Parshat Ekev: A love-filled blessing

Our sages set blessings to be said before and after everything we eat, and also during other times when a person is amazed by the beauty of creation.

Torah scroll (photo credit: Wikimedia Commons)
Torah scroll
(photo credit: Wikimedia Commons)
In this week’s Torah portion, we continue reading Moshe Rabbeinu’s words as he guides the nation on how to preserve its Jewish faith and lifestyle even after he parts from them and they enter the Land of Israel. One of the directives that Moshe imparts to the nation is kept by the Jewish nation to this very day, and it provides one of the fundamental premises in the life of a person of faith.
Moshe tells the nation: “For the Lord your G-d is bringing you to a good land, a land with brooks of water, fountains and depths... a land of wheat and barley, vines and figs and pomegranates, a land of oil producing olives and honey... And you will eat and be sated, and you shall bless the Lord, your G-d, for the good land He has given you.” (Deuteronomy 8, 7-10) The principle expressed in these verses is that when a person enjoys the good land, he must bless G-d for this pleasure. These verses serve as the basis for Birkat Hamazon, Grace after Meals, which we say after eating bread.
But we do not make a blessing only after bread.
Our sages set blessings to be said before and after everything we eat, and also during other times when a person is amazed by the beauty of creation.
For example, when a person sees the ocean, he must bless “Blessed... Who made the great sea,” and when a person sees lightening he must bless “Blessed...
Who makes the works of creation.” We even bless special days by reciting “Blessed... Who has granted us life, sustained us, and enabled us to reach this occasion.” Actually, the life of a Jewish person of faith is enveloped in blessings from all directions. He is constantly blessing G-d.
In each of the blessings we recite, we thank G-d and praise Him for a phenomenon we are experiencing at that moment. Put simply, we are expressing gratitude. Just as we expect ourselves and teach our children to say thank-you to someone who does them a favor, we remember to say thank-you to G-d for every experience we experience. Saying thankyou is basic manners.

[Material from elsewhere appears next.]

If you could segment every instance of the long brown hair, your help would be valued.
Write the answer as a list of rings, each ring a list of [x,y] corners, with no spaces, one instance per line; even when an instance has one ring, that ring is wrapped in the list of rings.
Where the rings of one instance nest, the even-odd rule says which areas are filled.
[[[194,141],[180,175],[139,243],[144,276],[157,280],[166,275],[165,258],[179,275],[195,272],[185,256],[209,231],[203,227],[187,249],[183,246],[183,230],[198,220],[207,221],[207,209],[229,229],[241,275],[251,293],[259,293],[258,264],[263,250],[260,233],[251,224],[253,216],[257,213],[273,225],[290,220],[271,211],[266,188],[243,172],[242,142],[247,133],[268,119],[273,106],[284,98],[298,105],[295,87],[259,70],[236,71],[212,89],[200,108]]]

But on a more profound level, the experience itself changes because of the blessing. We all know the difference between an object we acquire for ourselves and one that we receive as a gift from a friend or spouse. We use both objects and they benefit us equally, but the experience is completely different.
When someone thinks of me and takes care of me, using the gift I received from him makes me feel good, gives me a sense of worth. Using the gift makes me feel loved.
A person can bite into an apple and enjoy the experience, and another person can bite into the apple and feel that the apple was created especially for him and was sent to him for his pleasure. The apple did not grow on the tree coincidentally and did not get to me coincidentally. It is delicious – also not coincidentally. The apple is a personal gift sent to me by G-d. And why? Because He loves me. That simple.
The sages of the Mishna said a very profound thing that we should each adopt and become accustomed to: “Every single person is obliged to say: ‘The world was created for my sake.’” (Tractate Sanhedrin, chapter 4) What does this strange sentence mean? Are we supposed to be megalomaniacs and think the entire world was created just for us? No. This is not a reflection of being megalomaniacs.
This is the expression of deep faith in a G-d that is limitlessly good and Who has faith in me and you that we are worthy of His abundance of goodness.
A person who lives with the sense that the world was created for his sake is a person inundated with love of G-d. He becomes calm, happy and beneficent.
He takes responsibility for things that occur around him. He is loved.
When a person makes a blessing over any food he puts in his mouth, he gets used to living with this amazing feeling. In light of this understanding, we can draw the conclusion that we should bless G-d for the blessings themselves.
The writer is rabbi of the Western Wall and holy sites.